Sambista de Belo Horizonte deixa legado de talento e alegria.

A cantora de samba Adriana Araújo, aos 49 anos, faleceu após complicações de um aneurisma cerebral nesta segunda-feira (2), em Belo Horizonte. A artista estava internada no Hospital Odilon Behrens desde sábado (28), após desmaiar em casa. Segundo os médicos, o estado era gravíssimo e irreversível. Adriana não resistiu às complicações.

Adriana Araújo, nascida em 1976 na comunidade Pedreira Prado Lopes, Lagoinha, cresceu em um dos berços do samba em Belo Horizonte. A sambista deixa o marido, Evaldo Araújo, e um filho de 13 anos, Daniel dos Santos Araújo. Em uma nota emocionada, foi destacada sua relação com o samba e com o público, exaltando não só sua voz, mas também seu abraço caloroso e sorriso fácil.

Trajetória Artística de Adriana Araújo

Adriana iniciou sua carreira em 2008, interpretando uma música de Dona Ivone Lara em um show em Belo Horizonte. Este evento foi o início de sua jornada musical, que a levou a integrar o grupo Simplicidade Samba em 2011. Suas apresentações em rodas de samba no bairro São Paulo, em Belo Horizonte, deram visibilidade ao seu trabalho, consolidando-a como uma das principais vozes da nova geração do samba em Minas Gerais.

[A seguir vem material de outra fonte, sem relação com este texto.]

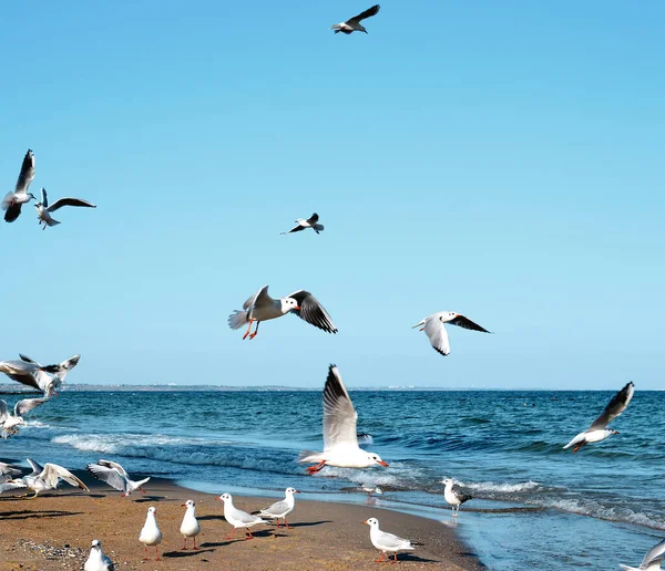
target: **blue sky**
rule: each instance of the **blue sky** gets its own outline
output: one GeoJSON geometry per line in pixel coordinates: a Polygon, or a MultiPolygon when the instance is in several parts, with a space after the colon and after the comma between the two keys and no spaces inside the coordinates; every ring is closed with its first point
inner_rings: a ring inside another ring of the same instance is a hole
{"type": "Polygon", "coordinates": [[[662,388],[665,4],[202,0],[3,8],[0,359],[79,383],[662,388]],[[326,231],[280,237],[319,212],[326,231]],[[305,288],[243,342],[262,286],[305,288]],[[410,325],[436,311],[438,355],[410,325]]]}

Seguindo carreira solo, Adriana dividiu o palco com grandes nomes como Diogo Nogueira e Jorge Aragão. Em 2021, lançou seu disco "Minha Verdade", uma obra mais autoral que destacou seu talento como compositora e cantora. No ano passado, participou do programa Samba Delas, que evidenciou o papel das mulheres no samba mineiro. Ao longo de sua carreira, Adriana tornou-se referência no cenário do samba em Belo Horizonte, participando ativamente de rodas e shows locais.

A morte precoce de Adriana representa uma grande perda para o mundo do samba e para aqueles que foram tocados por sua música e personalidade. Sua memória e legado artístico continuarão a influenciar e inspirar futuras gerações de amantes do samba. O falecimento da cantora deixa um vazio não só na música, mas também em todos que tiveram a oportunidade de conhecê-la pessoalmente. O samba perde uma voz singular, mas seus admiradores sempre lembrarão do brilho que ela trouxe para cada palco que pisou.